Le visage du malade reflète le combat ; yeux cernés, joues creusées, traits tirés, mains crispées sur une indicible souffrance. Paul n’a quasiment pas quitté son chevet depuis ce matin, touché jusqu’à l’âme alors qu’il se croyait de marbre depuis longtemps. Lui qui a côtoyé la mort si souvent et de si près…
Pourquoi ne l’abandonne-t-il pas ici ? Quelle raison le pousse à rester auprès de cet inconnu ? Se poser des questions n’a jamais été son fort. Obéir à la loi de la vie, à son instinct. Devenir une machine, presque sans le vouloir.
Et aujourd’hui, prendre des risques démesurés pour un condamné à mort.
Trois coups frappés à l’entrée de la suite le chassent brutalement de ses pensées. Il passe dans le salon, hésite.

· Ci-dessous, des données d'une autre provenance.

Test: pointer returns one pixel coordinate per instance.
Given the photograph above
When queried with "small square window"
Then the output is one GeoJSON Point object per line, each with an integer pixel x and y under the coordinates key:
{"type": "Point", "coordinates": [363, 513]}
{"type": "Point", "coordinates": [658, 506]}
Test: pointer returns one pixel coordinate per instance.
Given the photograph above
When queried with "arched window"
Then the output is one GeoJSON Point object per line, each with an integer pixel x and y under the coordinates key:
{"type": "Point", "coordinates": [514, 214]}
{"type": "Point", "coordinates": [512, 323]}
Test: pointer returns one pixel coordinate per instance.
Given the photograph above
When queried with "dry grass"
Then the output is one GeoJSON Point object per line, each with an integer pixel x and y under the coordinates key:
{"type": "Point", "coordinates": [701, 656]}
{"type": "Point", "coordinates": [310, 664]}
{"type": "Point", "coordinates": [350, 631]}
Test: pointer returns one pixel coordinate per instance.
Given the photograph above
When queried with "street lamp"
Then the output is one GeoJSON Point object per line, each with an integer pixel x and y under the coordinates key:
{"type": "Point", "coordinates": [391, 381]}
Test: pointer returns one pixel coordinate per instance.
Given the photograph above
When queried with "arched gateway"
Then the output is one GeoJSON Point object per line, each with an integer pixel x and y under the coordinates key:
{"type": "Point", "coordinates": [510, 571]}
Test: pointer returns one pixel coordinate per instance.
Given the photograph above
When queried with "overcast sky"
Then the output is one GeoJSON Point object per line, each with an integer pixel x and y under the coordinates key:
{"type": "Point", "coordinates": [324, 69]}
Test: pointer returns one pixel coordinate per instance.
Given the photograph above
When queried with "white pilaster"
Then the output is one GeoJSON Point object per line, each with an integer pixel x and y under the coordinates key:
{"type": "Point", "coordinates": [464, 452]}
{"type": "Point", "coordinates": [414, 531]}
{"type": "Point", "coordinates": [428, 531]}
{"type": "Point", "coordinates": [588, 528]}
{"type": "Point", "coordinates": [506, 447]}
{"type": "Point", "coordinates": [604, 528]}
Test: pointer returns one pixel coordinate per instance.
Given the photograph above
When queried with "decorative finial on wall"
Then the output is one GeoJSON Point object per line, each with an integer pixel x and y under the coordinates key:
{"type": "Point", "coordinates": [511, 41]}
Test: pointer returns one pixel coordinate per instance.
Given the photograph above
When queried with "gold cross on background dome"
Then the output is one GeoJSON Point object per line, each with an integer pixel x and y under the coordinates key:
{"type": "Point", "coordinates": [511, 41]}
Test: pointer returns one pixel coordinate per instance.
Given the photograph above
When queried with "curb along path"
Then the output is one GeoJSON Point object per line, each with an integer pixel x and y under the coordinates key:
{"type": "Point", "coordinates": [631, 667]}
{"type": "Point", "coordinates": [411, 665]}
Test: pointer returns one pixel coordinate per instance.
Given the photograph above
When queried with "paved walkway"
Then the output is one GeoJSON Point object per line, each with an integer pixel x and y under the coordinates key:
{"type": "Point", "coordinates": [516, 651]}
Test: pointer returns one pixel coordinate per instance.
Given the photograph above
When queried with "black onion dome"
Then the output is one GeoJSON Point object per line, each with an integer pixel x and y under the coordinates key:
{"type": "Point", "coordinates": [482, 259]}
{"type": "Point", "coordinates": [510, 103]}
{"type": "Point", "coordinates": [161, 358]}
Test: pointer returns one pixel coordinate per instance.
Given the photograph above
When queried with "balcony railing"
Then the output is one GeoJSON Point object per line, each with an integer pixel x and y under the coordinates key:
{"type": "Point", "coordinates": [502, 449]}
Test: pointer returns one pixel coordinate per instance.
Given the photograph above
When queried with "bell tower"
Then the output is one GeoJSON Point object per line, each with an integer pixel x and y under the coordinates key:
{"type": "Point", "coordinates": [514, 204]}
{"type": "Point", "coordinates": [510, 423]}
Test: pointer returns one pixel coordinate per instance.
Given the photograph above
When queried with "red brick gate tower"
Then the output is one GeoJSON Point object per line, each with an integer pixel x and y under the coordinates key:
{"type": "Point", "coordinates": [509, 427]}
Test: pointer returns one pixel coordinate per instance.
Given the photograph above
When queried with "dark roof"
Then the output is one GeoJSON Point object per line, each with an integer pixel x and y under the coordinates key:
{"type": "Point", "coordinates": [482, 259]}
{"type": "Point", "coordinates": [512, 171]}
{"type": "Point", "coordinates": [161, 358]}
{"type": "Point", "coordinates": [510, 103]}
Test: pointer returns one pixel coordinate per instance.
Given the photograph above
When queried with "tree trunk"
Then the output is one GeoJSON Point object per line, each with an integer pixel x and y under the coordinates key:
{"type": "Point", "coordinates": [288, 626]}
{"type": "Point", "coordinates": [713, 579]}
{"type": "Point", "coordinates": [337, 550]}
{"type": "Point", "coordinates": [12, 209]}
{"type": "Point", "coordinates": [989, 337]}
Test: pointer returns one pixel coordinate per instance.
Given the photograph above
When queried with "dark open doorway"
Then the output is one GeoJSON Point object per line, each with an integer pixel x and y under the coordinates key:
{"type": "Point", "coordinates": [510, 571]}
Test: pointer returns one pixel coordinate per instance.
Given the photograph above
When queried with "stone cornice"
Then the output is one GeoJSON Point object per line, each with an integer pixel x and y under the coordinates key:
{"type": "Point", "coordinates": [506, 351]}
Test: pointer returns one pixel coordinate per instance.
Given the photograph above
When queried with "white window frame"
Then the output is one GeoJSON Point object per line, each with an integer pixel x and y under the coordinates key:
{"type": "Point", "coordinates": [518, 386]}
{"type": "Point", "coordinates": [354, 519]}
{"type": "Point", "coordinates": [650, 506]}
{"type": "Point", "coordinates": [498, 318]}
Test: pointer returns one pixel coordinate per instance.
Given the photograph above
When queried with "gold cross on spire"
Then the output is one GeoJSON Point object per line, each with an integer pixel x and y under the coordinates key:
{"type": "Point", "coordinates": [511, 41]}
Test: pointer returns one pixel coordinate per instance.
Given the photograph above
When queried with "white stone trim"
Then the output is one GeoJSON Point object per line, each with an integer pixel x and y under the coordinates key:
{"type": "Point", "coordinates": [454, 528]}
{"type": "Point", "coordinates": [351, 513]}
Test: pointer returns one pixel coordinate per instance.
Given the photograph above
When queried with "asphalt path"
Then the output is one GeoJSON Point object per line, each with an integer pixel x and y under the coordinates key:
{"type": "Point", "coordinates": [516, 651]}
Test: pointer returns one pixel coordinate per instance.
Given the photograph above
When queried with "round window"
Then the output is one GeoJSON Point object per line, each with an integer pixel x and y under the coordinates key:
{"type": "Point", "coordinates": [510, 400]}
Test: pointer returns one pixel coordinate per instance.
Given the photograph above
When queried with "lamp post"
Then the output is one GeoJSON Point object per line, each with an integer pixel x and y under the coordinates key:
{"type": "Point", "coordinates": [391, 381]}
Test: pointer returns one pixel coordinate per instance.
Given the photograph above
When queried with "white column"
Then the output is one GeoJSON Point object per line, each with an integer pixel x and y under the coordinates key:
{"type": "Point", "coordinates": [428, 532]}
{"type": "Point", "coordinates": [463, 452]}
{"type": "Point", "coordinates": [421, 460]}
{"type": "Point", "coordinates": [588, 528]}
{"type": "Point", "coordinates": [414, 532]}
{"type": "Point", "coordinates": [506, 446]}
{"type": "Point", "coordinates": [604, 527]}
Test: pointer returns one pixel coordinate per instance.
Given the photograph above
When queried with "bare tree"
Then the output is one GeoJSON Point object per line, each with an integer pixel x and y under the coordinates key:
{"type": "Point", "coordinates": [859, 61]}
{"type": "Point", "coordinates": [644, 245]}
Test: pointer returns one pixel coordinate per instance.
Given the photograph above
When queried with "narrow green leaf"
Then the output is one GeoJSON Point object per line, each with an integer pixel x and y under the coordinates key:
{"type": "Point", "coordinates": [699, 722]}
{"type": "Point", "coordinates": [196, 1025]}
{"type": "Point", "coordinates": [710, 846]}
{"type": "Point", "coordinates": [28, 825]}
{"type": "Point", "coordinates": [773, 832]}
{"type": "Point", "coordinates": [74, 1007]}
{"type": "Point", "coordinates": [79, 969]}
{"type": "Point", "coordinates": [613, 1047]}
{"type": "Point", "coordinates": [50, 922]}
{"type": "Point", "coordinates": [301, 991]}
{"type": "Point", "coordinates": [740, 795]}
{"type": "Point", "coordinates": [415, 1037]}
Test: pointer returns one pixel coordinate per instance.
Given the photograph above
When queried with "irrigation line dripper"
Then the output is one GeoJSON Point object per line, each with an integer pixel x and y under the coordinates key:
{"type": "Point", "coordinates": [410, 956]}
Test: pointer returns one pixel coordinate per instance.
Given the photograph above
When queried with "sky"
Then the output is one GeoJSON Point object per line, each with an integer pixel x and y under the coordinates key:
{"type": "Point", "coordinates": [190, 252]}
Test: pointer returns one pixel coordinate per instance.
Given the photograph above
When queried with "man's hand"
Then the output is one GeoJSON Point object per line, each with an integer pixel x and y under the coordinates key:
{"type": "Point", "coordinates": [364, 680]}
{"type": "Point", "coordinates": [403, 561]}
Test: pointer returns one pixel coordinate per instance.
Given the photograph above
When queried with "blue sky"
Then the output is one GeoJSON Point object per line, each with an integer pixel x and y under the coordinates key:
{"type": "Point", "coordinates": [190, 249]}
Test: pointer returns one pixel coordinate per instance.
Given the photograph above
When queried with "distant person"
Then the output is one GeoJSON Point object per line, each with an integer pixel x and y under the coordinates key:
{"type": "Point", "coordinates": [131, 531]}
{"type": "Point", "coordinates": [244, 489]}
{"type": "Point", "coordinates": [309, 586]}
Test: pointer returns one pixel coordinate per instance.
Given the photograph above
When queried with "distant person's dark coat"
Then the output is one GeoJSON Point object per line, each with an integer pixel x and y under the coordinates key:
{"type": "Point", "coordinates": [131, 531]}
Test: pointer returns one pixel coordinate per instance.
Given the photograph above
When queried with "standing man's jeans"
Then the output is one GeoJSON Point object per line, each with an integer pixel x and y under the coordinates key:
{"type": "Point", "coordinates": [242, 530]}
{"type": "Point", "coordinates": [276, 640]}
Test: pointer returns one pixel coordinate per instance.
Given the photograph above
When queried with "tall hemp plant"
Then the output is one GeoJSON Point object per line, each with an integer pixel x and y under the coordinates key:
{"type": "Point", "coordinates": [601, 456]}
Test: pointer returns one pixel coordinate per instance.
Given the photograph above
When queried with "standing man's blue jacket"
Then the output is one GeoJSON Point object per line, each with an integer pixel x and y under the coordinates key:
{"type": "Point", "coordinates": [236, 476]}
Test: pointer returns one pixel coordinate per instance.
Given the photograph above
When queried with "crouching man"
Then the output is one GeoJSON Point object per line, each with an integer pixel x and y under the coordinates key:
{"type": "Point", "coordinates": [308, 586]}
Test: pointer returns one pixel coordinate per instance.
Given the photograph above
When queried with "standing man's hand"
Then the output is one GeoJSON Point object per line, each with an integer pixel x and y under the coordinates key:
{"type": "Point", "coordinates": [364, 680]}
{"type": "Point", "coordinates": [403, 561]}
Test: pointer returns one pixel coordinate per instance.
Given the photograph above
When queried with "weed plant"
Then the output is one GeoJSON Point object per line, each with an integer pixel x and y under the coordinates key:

Non, ça ne peut pas être eux… Une voix douce l’appelle depuis le couloir. En catimini.
Il trouve Sarah au garde-à-vous sur le seuil.
— Salut.
— Ton père va mieux ?
— Il dort… Il est plus calme.
— Tant mieux… J’ai un moment de libre ! chuchote-t-elle.
— Entre.
Elle s’avance, il verrouille à clef derrière elle.
— Viens.
La prenant par la main, il l’entraîne avec énergie vers sa chambre où le lit n’est même pas défait. Sarah tombe bien, pile au bon moment. Au milieu de son ennui, de ses questions stériles. Il savait qu’elle viendrait. Il l’attend, depuis qu’il lui a parlé, dans le parc. Il est redescendu lui jouer son numéro de charme à l’heure du déjeuner. Tandis que François n’a pas quitté la chambre.